She lived with one of her grandsons, Jimmy Shambley, who is 62, in his suburban Cleveland home. Born in 1892, Lanier outlived her husband, who died in 1961, and her two daughters, who lived into their 80s.
“She would say, ‘Everybody is dead,’” said Rebecca Shambley, Lanier’s granddaughter, with whom she had breakfast every day in the Shambleys’ home in Warrensville Heights, a quiet community about ten miles from downtown Cleveland.
“Every morning, she would have three slices of bacon, grits, and a glass of orange juice,” said Rebecca Shambley.
Following a short illness, Lanier died quietly. The Social Security Administration reported her 120 years of life placed her in the category of the oldest living person in the United States. Lanier’s grandson proudly display the letter she received from the administration acknowledging her birth as in March 1892.

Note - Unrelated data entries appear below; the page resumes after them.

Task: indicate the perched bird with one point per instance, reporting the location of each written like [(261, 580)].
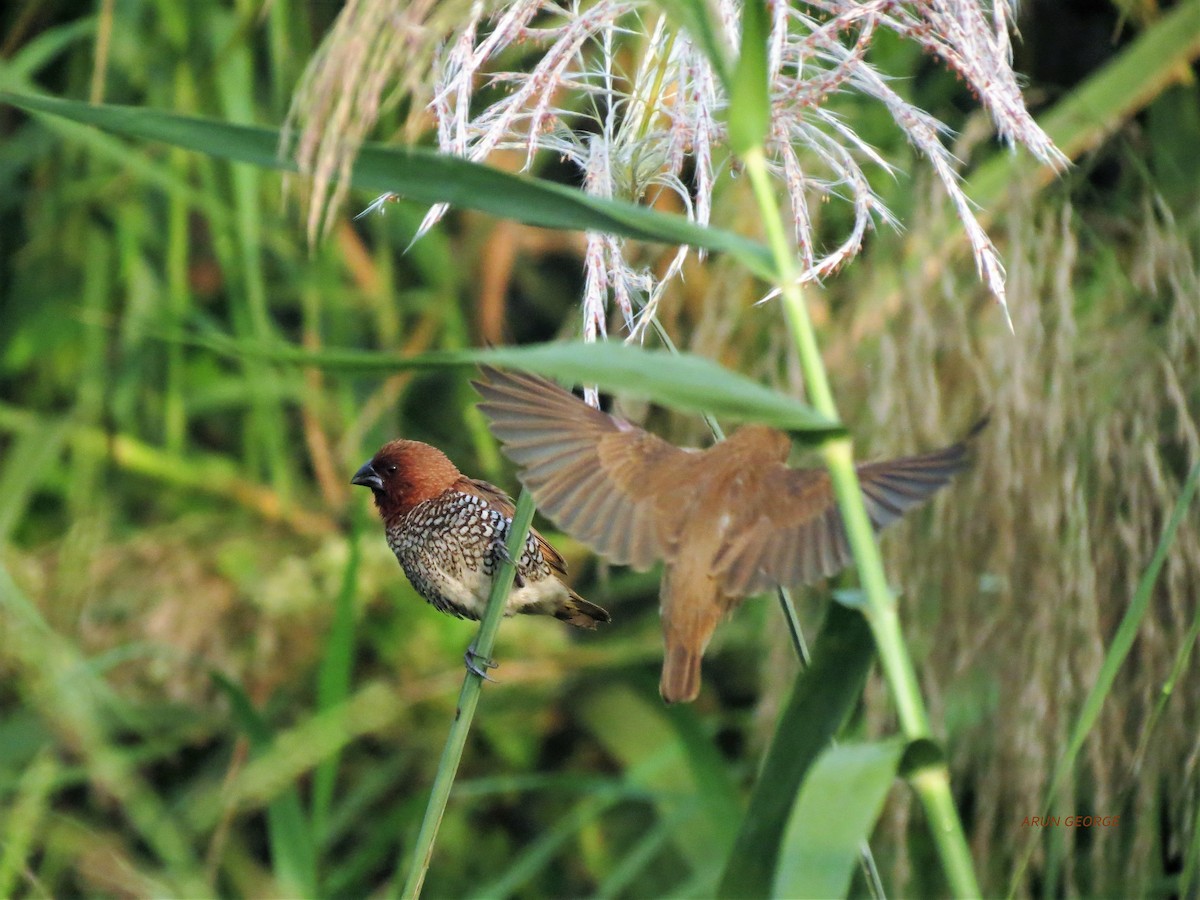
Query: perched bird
[(729, 521), (449, 532)]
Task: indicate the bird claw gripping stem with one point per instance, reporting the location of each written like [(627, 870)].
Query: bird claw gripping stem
[(502, 553), (479, 665)]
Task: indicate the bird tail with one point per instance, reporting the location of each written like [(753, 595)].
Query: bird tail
[(576, 611), (681, 673)]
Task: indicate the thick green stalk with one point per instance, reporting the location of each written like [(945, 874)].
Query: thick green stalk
[(467, 701), (933, 785)]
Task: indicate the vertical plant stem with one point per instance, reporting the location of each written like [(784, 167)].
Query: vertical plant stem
[(933, 786), (467, 701)]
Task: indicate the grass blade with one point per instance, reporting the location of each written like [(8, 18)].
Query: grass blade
[(334, 677), (417, 174), (681, 381), (293, 852), (823, 696), (834, 814)]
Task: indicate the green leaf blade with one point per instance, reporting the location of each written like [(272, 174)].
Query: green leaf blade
[(834, 814)]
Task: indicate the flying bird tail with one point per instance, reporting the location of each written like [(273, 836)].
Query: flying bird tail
[(681, 672)]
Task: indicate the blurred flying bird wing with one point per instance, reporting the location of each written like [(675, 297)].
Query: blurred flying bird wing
[(591, 473), (798, 535)]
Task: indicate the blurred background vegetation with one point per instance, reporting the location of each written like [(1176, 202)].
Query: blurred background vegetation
[(185, 573)]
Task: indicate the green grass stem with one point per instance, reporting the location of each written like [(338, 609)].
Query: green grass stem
[(443, 781), (933, 786)]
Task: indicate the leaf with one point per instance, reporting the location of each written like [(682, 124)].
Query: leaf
[(418, 174), (293, 852), (834, 814), (700, 19), (681, 381), (666, 751), (822, 699), (749, 96)]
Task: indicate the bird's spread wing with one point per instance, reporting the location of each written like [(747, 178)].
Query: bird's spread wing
[(591, 473), (798, 537)]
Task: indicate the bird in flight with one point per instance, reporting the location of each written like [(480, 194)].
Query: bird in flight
[(727, 522)]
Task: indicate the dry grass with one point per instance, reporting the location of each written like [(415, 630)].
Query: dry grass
[(1017, 591)]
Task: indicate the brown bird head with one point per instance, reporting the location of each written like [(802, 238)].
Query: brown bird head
[(403, 474)]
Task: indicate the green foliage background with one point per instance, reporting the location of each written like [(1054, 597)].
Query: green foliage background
[(215, 679)]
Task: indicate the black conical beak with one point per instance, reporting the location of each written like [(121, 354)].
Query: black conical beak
[(367, 477)]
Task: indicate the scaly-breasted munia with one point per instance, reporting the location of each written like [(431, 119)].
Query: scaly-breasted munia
[(448, 532), (729, 521)]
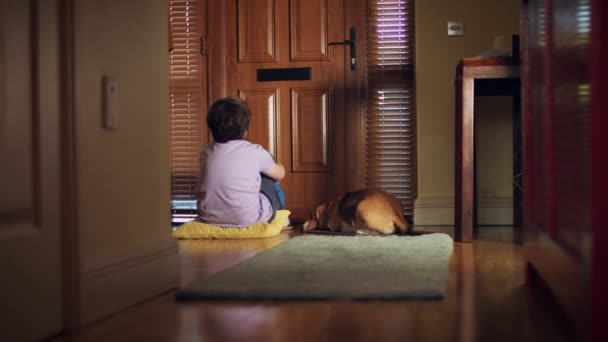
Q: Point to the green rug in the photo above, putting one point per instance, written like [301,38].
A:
[335,267]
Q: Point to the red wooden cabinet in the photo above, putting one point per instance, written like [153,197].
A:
[565,148]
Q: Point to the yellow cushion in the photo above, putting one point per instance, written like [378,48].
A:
[199,230]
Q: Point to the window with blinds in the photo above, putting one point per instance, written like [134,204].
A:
[186,101]
[390,123]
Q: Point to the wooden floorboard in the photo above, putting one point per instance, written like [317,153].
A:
[486,301]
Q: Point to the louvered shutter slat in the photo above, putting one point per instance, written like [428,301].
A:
[185,99]
[390,124]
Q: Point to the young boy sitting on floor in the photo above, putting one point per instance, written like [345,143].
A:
[238,180]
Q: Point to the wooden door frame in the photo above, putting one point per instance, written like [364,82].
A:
[355,15]
[70,251]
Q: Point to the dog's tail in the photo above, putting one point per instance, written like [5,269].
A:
[401,225]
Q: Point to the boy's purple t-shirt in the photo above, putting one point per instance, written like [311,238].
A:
[229,184]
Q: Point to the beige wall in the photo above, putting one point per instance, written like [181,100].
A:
[436,58]
[123,183]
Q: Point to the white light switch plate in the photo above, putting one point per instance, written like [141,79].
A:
[455,28]
[110,103]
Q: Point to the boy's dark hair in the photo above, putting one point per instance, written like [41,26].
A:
[228,119]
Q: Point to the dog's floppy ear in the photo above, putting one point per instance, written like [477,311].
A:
[310,224]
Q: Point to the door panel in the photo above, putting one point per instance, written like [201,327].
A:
[300,122]
[30,290]
[263,130]
[308,30]
[257,29]
[311,132]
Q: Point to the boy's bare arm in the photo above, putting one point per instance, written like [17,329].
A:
[277,172]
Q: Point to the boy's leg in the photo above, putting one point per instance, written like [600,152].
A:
[268,188]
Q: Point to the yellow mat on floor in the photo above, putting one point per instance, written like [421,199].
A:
[200,230]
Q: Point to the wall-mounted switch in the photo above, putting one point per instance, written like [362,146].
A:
[110,103]
[455,28]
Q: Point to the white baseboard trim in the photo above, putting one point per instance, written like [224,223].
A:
[108,287]
[439,211]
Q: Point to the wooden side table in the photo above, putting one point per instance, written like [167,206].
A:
[481,77]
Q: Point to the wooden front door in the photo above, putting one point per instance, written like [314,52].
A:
[301,122]
[30,193]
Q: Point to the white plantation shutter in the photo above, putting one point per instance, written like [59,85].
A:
[186,100]
[390,124]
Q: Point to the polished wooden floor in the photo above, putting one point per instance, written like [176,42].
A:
[487,300]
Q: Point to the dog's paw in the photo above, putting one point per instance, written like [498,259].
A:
[310,224]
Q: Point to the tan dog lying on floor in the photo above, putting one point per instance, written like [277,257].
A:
[367,211]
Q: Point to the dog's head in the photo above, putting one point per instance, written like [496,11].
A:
[325,216]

Because she was black, Lanier had no official birth certificate. It was common in Mississippi and other Southern states during those years that the births of black babies were not chronicled officially. For that reason, the Guinness Book of World Records refused to acknowledge her as the oldest living American or oldest on the planet.
“I know for sure she was the oldest healthy person in the world,” said Jimmy Shambley. “She got around until the last three weeks of her life.”
Lanier was often seen riding in the car driven by her relatives. Daily, she visited a day care center for seniors, where she made many friends.
Lanier was born in South Point, Miss, only 27 years after the Civil War. Her parents had been slaves. Her birth came during depths of the Jim Crow anti-black days.
During a 2011 interview on the occasion of her 119th birthday, she spoke of what she remembered in the early part of her life.
“Working for the white folks,” she said matter-of-factly.
Over the years, she received birthday greetings from the White House. Her family proudly displays the sentiments sent by Presidents Bill Clinton, George W. Bush, and Barack Obaama. This woman, who was born 71 years before Dr. Martin Luther King Jr.’s “I Have A Dream” speech in Washington, DC., where he called on voting rights for blacks and others, has voted for many years.
“Even at her age, we took her to the polls so she could vote,” said Jimmy Shambley.
About a month ago, doctors found cancer in her liver. It was then she began to take medicines. Until that point, her daily medicines were few. Lanier was able to get around on a walker and always attended parties in her honor.
She said she never drank alcohol in her life.
“I asked her, ‘Ma, did you ever drink anything?’” remembered Shambley. “She answered, ‘No, I never drunk nothing.’” Shambley said she also avoided coffee.
Lanier, born before the birth of the airplane, telephone, movies, and most of the technological achievements that people today take for granted, died at the age of 120. She lived more than half the age of the United States.
Her funeral will be at 7:30 p.m.Aug. 17, at Second Mt. Carmel Baptist Church, 5713 Kinsman Rd., Cleveland.